Auch wenn es die meisten HIV-Positiven dank der Therapien gegen HIV die Anforderungen ihres Berufes gut erfüllen,. ergeben sich aber häufig Probleme durch Diskriminierung – bis hin zur rechtswidrigen Kündigung. Viele HIV-positive Arbeitnehmer verschweigen ihre Infektion darum im Job. Es ist Zeit, dass die Situation von Menschen mit HIV in der Arbeitswelt sich grundlegend ändert.
Auf http://blog.aidshilfe.de/?p=2721 zeigt die Deutsche Aids-Hilfe in Interviews und Hintergrundberichten die Probleme, aber auch Lösungswege. Denn auch das gibt es: HIV-positive Arbeitnehmer, die mit tollen Chefs und solidarischen Kollegen ganz selbstverständlich zusammenarbeiten.
So berichten drei Menschen mit HIV vor der Kamera, wie sie in der Arbeitswelt zurecht kommen: ein Bankangestellter, ein Erzieher und ein IT-Spezialist.
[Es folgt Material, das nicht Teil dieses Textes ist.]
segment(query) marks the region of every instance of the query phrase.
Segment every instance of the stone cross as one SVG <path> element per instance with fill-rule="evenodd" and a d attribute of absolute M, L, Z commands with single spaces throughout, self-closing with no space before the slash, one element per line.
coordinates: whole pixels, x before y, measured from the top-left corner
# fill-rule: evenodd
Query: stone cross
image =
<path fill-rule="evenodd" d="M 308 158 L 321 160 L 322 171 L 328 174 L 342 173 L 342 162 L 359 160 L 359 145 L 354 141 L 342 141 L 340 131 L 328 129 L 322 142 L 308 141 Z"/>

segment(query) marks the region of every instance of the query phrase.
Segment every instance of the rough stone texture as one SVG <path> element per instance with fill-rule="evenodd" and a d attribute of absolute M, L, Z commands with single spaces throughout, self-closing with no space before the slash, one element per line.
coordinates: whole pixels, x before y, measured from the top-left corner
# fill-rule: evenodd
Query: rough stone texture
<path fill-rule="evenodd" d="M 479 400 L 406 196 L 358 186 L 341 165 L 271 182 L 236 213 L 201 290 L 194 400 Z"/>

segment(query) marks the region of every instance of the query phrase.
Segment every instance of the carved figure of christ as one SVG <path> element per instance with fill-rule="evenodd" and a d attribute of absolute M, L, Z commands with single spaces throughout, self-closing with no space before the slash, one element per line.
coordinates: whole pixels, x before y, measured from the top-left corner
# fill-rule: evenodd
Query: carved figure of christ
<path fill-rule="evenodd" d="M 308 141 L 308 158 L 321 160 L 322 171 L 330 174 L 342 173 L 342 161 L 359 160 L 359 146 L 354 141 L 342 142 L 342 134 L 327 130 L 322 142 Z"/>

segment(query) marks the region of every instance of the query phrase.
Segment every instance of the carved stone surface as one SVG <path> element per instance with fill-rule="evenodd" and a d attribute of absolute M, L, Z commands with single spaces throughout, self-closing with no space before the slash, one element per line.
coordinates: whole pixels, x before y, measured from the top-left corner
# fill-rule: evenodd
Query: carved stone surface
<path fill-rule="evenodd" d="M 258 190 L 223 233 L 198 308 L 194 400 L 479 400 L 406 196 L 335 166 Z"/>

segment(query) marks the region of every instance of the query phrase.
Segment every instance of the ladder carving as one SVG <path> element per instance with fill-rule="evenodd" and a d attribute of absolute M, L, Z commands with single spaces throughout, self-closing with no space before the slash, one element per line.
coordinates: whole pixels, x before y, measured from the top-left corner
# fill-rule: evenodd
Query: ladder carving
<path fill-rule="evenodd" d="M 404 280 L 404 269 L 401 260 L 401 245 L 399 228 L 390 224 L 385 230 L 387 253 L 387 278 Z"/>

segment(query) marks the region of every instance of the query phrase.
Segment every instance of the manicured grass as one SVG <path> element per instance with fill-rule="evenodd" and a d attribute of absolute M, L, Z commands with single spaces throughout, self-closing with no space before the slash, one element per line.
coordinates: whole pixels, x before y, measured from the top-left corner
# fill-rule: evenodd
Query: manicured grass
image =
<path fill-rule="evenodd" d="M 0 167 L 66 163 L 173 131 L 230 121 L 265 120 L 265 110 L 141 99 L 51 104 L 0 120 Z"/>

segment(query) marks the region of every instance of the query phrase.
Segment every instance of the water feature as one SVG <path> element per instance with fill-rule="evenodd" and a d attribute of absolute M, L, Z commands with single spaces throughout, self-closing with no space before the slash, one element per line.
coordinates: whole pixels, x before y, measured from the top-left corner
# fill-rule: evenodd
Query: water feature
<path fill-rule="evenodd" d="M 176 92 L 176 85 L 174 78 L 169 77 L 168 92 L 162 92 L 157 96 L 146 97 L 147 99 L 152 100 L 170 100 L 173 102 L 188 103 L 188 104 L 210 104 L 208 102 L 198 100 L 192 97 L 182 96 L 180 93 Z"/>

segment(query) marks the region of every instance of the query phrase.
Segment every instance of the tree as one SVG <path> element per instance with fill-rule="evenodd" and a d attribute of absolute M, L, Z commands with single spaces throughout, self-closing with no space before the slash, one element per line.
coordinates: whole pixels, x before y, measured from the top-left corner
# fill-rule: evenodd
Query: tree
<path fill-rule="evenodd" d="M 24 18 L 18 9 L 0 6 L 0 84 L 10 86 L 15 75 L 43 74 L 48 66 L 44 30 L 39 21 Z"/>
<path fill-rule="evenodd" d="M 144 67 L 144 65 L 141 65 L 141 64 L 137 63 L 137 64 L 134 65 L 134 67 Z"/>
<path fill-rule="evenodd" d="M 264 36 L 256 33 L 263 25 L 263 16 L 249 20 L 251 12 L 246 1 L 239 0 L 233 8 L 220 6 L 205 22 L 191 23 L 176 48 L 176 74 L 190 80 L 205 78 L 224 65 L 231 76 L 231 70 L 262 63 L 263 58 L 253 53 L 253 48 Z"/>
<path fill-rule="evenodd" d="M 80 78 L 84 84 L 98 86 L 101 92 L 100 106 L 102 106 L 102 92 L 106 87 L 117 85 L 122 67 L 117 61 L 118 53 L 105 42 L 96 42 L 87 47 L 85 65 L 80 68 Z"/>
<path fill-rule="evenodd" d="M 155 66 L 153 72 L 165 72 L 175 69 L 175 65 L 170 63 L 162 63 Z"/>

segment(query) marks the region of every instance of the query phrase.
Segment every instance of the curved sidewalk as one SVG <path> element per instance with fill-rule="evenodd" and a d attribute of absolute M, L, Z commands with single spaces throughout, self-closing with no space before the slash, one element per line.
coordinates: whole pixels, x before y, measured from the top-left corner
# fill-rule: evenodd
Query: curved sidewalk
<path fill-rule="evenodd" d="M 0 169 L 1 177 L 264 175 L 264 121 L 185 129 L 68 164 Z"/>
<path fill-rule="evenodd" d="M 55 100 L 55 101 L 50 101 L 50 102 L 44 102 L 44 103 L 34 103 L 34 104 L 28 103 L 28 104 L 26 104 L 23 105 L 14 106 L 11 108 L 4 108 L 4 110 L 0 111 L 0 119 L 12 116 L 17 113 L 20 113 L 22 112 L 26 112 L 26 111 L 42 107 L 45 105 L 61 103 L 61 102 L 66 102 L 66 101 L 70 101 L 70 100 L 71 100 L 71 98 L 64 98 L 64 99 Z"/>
Oder Christian Kranich, Sozialpädagog bei der Münchner Aids-Hilfe, zieht aus 10 Interviews sein Fazit über positive Coming-outs, andere Bewältigungsstrategien und die Frage, wie ein selbstverständliches Leben mit HIV im Job möglich ist.
Aktuell zum 1.Mai 2010 findet sich dort auch ein Beitrag des Deutschlandfunk: Podium HIV.mp3
Vielleicht können wir alle dazu beitragen, dass Betriebe, in den HIV-Positive mit tollen Chefs und solidarischen KollegInnen ganz selbstverständlich zusammen arbeiten, zum Regelfall werden.